Director General/CEO, National Environmental Standards and Regulations Enforcement Agency
- In office 26 February 2019 – 26 February 2023
- President: Muhammadu Buhari
- Preceded by: Lawrence Anukam
- Succeeded by: Innocent Barikor
- In office 27 February 2023 – 26 April 2024
- President: Bola Tinubu

Personal details
- Born: June 27, 1971 (age 54)
- Citizenship: Nigeria
- Education: Abubakar Tafawa Balewa University
- Profession: Environmental chemist; University lecturer; Administrator;
- Known for: 3rd DG/CEO NESREA

= Aliyu Jauro =

Nigerian environmental scientist

Aliyu Jauro (born June 27, 1971) is a Nigerian environmental chemist and professor. He was appointed the Director General and CEO of National Environmental Standards and Regulations Enforcement Agency (NESREA) on February 26, 2019 by then President of The Federal Republic of Nigeria, Muhammadu Buhari.
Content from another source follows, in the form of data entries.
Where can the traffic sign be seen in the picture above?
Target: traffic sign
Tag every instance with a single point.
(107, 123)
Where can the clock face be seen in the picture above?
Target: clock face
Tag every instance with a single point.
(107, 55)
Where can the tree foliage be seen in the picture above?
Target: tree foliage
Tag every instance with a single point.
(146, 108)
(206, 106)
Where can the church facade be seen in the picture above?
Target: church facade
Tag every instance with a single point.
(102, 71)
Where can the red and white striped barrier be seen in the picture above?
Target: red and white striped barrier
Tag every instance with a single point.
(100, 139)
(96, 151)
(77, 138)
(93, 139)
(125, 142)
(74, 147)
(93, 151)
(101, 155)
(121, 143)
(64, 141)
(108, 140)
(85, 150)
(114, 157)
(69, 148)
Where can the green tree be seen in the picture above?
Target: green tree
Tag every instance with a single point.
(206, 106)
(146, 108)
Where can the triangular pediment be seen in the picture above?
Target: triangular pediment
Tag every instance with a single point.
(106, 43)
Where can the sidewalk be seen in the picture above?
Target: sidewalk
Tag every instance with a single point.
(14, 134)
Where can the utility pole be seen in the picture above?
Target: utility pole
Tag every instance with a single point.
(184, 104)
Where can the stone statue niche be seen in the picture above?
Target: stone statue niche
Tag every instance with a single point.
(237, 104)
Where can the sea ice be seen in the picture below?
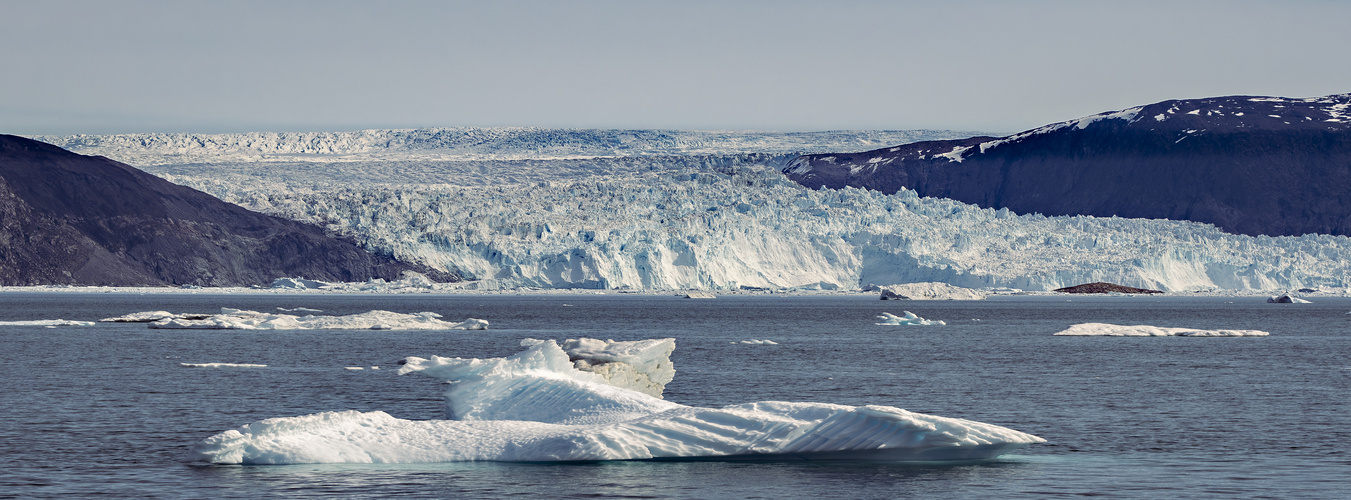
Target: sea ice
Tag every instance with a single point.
(47, 323)
(909, 318)
(239, 319)
(150, 316)
(220, 365)
(537, 406)
(1286, 299)
(1144, 330)
(928, 291)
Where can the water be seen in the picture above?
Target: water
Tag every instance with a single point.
(108, 411)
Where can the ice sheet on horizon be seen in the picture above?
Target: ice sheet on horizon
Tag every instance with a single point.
(535, 406)
(1144, 330)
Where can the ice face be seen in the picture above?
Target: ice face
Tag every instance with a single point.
(714, 216)
(1144, 330)
(535, 406)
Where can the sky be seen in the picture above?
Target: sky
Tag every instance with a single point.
(111, 66)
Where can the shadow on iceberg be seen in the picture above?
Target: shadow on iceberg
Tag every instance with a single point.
(599, 400)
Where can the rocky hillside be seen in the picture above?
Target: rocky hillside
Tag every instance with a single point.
(73, 219)
(1248, 165)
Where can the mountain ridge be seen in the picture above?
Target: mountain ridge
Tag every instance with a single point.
(74, 219)
(1247, 164)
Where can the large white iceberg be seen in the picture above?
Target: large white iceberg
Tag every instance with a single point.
(1144, 330)
(928, 291)
(907, 319)
(537, 406)
(239, 319)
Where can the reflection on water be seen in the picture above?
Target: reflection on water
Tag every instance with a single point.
(107, 410)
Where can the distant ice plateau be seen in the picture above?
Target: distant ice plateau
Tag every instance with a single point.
(672, 210)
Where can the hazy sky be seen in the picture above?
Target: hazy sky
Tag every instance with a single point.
(1000, 66)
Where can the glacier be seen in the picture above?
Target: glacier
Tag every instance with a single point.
(691, 211)
(538, 407)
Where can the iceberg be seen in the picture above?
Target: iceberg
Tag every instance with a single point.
(908, 319)
(150, 316)
(928, 291)
(537, 406)
(1286, 299)
(47, 323)
(220, 365)
(239, 319)
(1144, 330)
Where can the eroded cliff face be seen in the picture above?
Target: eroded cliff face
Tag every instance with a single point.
(1248, 165)
(89, 220)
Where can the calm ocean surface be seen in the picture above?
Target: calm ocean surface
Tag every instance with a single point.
(108, 411)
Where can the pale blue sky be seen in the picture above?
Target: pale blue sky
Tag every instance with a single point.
(1001, 66)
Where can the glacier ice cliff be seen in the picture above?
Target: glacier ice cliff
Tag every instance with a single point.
(714, 215)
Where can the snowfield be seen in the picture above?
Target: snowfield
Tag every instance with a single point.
(659, 210)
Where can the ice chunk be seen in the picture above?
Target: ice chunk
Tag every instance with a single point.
(909, 318)
(1144, 330)
(149, 316)
(299, 284)
(220, 365)
(1286, 299)
(238, 319)
(47, 323)
(535, 406)
(928, 291)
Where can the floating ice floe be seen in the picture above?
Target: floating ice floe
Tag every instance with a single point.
(220, 365)
(150, 316)
(239, 319)
(538, 406)
(1144, 330)
(47, 323)
(1286, 299)
(928, 291)
(909, 318)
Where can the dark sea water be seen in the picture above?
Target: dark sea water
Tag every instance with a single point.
(108, 411)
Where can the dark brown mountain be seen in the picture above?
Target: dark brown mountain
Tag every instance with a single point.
(1248, 165)
(89, 220)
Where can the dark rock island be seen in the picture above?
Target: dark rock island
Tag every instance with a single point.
(1248, 165)
(89, 220)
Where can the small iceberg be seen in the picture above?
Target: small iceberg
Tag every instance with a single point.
(220, 365)
(239, 319)
(909, 318)
(927, 291)
(537, 406)
(150, 316)
(1144, 330)
(1286, 299)
(47, 323)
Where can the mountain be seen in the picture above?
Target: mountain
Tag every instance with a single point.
(1248, 165)
(74, 219)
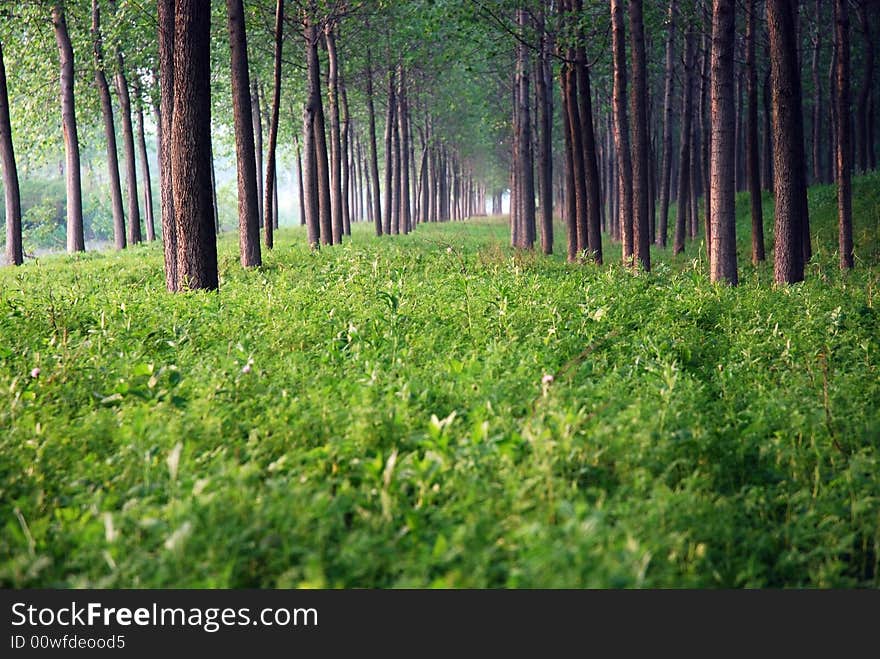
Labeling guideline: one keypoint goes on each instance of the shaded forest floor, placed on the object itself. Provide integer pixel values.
(382, 414)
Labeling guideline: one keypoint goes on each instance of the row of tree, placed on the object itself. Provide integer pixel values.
(659, 120)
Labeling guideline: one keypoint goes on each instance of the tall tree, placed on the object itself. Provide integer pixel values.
(109, 130)
(588, 140)
(789, 182)
(335, 145)
(843, 160)
(621, 129)
(166, 21)
(863, 116)
(641, 146)
(753, 173)
(684, 153)
(666, 167)
(270, 221)
(314, 225)
(374, 198)
(134, 213)
(248, 204)
(191, 147)
(723, 217)
(75, 236)
(14, 253)
(141, 143)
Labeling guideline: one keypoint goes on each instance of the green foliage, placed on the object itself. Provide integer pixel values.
(379, 415)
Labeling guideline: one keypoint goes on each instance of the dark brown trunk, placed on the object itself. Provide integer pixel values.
(843, 162)
(191, 147)
(788, 144)
(257, 129)
(165, 18)
(862, 116)
(14, 253)
(752, 164)
(374, 202)
(640, 147)
(75, 238)
(543, 89)
(109, 131)
(242, 109)
(621, 130)
(666, 167)
(684, 152)
(723, 258)
(270, 220)
(134, 213)
(149, 218)
(335, 147)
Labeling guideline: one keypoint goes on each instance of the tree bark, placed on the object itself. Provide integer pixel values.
(75, 237)
(684, 152)
(374, 199)
(257, 128)
(145, 163)
(191, 147)
(588, 135)
(248, 204)
(862, 115)
(753, 173)
(270, 220)
(666, 167)
(723, 257)
(843, 161)
(166, 20)
(134, 213)
(641, 148)
(788, 151)
(621, 130)
(14, 252)
(109, 131)
(335, 148)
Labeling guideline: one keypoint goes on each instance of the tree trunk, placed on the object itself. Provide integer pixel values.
(723, 257)
(641, 150)
(270, 219)
(818, 170)
(862, 115)
(166, 22)
(335, 147)
(666, 167)
(257, 128)
(753, 173)
(310, 155)
(405, 210)
(684, 152)
(191, 147)
(14, 253)
(242, 109)
(145, 163)
(109, 131)
(843, 162)
(346, 167)
(621, 130)
(134, 213)
(75, 238)
(788, 150)
(590, 165)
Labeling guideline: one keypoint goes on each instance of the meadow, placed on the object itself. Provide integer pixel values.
(436, 410)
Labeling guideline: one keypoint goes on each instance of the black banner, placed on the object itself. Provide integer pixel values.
(415, 622)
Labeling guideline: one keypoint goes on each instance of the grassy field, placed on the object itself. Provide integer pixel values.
(437, 411)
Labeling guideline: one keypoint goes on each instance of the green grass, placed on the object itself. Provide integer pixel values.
(393, 429)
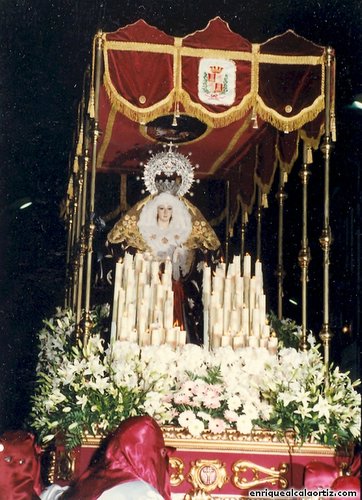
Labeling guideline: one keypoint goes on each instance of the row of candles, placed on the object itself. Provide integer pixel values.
(143, 303)
(235, 306)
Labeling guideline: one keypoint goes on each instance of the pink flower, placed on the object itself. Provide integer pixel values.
(181, 399)
(185, 418)
(211, 399)
(231, 416)
(217, 426)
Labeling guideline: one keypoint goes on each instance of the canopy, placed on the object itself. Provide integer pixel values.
(240, 108)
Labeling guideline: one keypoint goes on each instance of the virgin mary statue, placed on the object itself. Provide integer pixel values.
(163, 226)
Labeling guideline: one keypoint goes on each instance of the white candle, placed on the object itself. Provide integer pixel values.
(258, 270)
(273, 345)
(181, 338)
(263, 342)
(245, 320)
(171, 337)
(247, 266)
(238, 341)
(256, 323)
(266, 331)
(234, 325)
(253, 342)
(156, 336)
(237, 265)
(226, 340)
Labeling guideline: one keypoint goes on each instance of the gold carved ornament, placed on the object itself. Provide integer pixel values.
(241, 468)
(207, 475)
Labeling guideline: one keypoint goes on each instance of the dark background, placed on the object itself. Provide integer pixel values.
(44, 49)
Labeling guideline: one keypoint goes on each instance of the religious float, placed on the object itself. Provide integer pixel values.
(245, 396)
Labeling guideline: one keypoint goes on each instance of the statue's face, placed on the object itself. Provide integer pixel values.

He was reappointed in February 2023 for a second term by President Buhari before his appointment was terminated by Bola Tinubu in April 2024 Before being appointed NESREA boss, he was a professor of Industrial chemistry at the Abubakar Tafawa Balewa University.

== Education ==
Aliyu Jauro attended the Abubakar Tafawa Balewa University, Bauchi, obtaining a bachelor's degree in Industrial chemistry in 1995. He had a master's and PhD in Industrial chemistry from the same institution in 1997 and 2005 respectively.

== Career ==
After his bachelor's degree, Aliyu was appointed a lecturer at ABTU. He became a full professor in 2014. In 2019, he was appointed the DG/CEO of the National Environmental Standards and Regulations Enforcement Agency by President Muhammadu Buhari. At the end of his tenure in February 2023, he was reappointed for a second four-year term. His appointment was terminated after one year by president Bola Tinubu in April 2024, where Dr.Innocent Barikor replaced him.

== Awards and recognitions ==
in 2020, Prof Aliyu was honoured by the Nigerian National Legacy Awards.
Aliyu won the public service awards for environmental technology in 2023 by the Bureau of Public Service Reforms.